The Calvin Klein website describes CK One Shock for her’s composition as having top notes of passionflower, pink peony, and poppy flower; mid notes of liquid chocolate accord, blackberry, narcisse, and jasmine; and base notes of vanillin, patchouli, ambers, and skin musk. It’s billed as a "juicy floriental", but it’s really more of a fruity gourmand. As you can tell from the list of notes, it does not have anything in common with the original CK One’s green-citrus freshness. On the other hand, you won’t confuse it with Schiaparelli Shocking, either. CK One Shock for her opens with a tart, synthetic blackberry note and possibly just a hint of lemon. The heart of the fragrance is more fruit, of the pink-and-purple variety, if you know what I mean: sort of plummy, sort of currant-like. The base of the fragrance emerges after a half-hour or so and blends with the purple fruits. It’s the kind of dry, powdery cocoa accord that, as Kevin recently noted, seems to be appearing everywhere these days. The "skin musk" of the dry down is very light and clean.
Overall, CK One Shock accomplishes what it sets out to do: it’s a flanker for a popular youth-oriented fragrance, geared towards female customers in their teens and twenties who enjoy sweet berry-dessert fragrances but might be looking for something a little higher-end than Bath & Body Works. It’s smoothly blended. It’s reasonably priced. And, despite its gourmand aspect, it won’t overwhelm the wearer (or anyone she passes in her high-school hallway), because it has low sillage and mild staying power.

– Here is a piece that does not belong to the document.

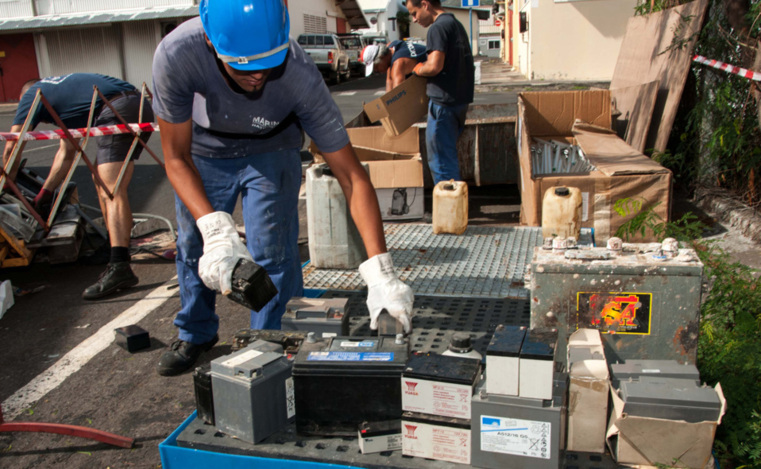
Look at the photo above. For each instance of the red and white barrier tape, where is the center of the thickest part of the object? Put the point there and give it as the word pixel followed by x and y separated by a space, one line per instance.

The oddest thing about CK One Shock, for me, is how dated it already feels. Its video and print ads resemble a rave party from the mid-1990s. Its fruit-flower-musk combo is yet another olfactory grand-child of Thierry Mugler Angel. Even the hot-pink lettering of the bottle design reminds me of the "Stephen Sprouse for Louis Vuitton" collaboration (originally launched in 2001, reworked in 2009), in which Vuitton’s classic bags were "spray-painted" with the kind of graffiti-style writing that Sprouse had started using back in the 1980s. Then again, for many members of the CK target audience, the 80s and 90s might have the romance of something they weren’t quite old enough to experience firsthand.
Finally, CK One Shock left me thinking how much more difficult it is to shock the average consumer in 2011 than it was in 1994.